Mato Grosso do Sul registra média de 59 casos diários de violência doméstica em 2026

Nos primeiros 40 dias de 2026, 2.343 mulheres foram vítimas de violência doméstica em Mato Grosso do Sul, o que representa uma média alarmante de cerca de 59 casos por dia. Os dados são do Monitor da Violência contra a Mulher e revelam que a maioria das vítimas tem entre 30 e 59 anos, sendo as agressões cometidas, principalmente, dentro de residências.

As estatísticas apontam ainda que, entre 1º de janeiro e 9 de fevereiro, 342 ocorrências foram praticadas por cônjuges, evidenciando que, em grande parte dos casos, o agressor é alguém em quem a vítima confiava para compartilhar a vida. A violência, portanto, acontece majoritariamente no ambiente familiar e íntimo.

Campo Grande lidera registros

Com 787 casos registrados até 9 de fevereiro, Campo Grande lidera o ranking estadual de violência doméstica. Somente no mês de fevereiro, a Capital contabilizou 168 mulheres violentadas. Entre os casos, está o de uma mulher de 43 anos, agredida e ameaçada de morte pelo próprio filho na noite da última sexta-feira (6).

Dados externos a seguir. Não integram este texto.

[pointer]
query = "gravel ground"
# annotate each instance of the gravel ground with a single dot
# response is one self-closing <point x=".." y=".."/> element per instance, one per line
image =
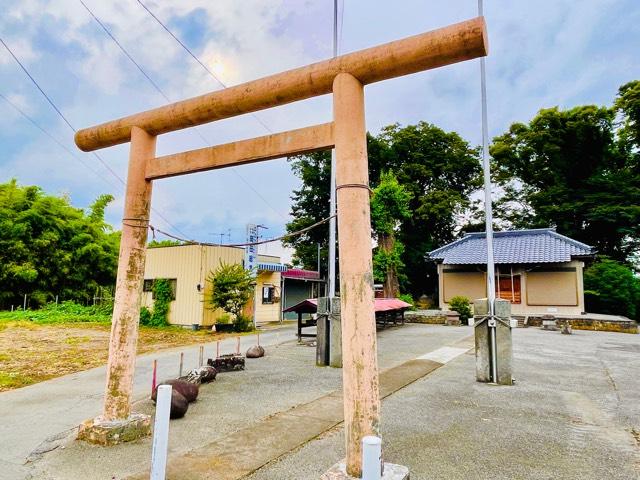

Outros municípios também apresentam números expressivos. Dourados aparece em segundo lugar, com 190 registros, seguido por Três Lagoas (118) e Corumbá (104).

Três feminicídios em 40 dias

Por trás dos números estão histórias de dor, medo e vidas interrompidas. Em pouco mais de um mês, Mato Grosso do Sul já registrou três feminicídios em 2026.

O caso mais recente ocorreu em Selvíria, onde Janete Feles Valoes foi assassinada. O principal suspeito é o marido, Alípio Drum Alves, com quem a vítima foi casada por mais de 30 anos.

O segundo feminicídio aconteceu em 24 de janeiro, em Corumbá, quando Antônio Lima de Ohara matou a ex-companheira Rosana Candia Ohara, a pauladas no rosto.

Já o primeiro feminicídio do ano vitimou Josefa dos Santos, em 16 de janeiro, na região de Damacuê, zona rural de Bela Vista. Após cometer o crime, o marido tirou a própria vida.

Onde buscar ajuda em Mato Grosso do Sul

Em Campo Grande, mulheres vítimas de violência podem procurar a Casa da Mulher Brasileira, localizada na Rua Brasília, s/n, Jardim Imá, com atendimento 24 horas, inclusive aos fins de semana.

No local funcionam, de forma integrada:

Delegacia Especializada de Atendimento à Mulher (Deam)

Defensoria Pública

Ministério Público

Vara Judicial de Medidas Protetivas

Atendimento social e psicológico

Alojamento temporário;

Brinquedoteca para crianças

Patrulha Maria da Penha

Guarda Municipal.

Também é possível acionar ajuda pelo telefone 153. Denunciar é um passo fundamental para romper o ciclo da violência e salvar vidas.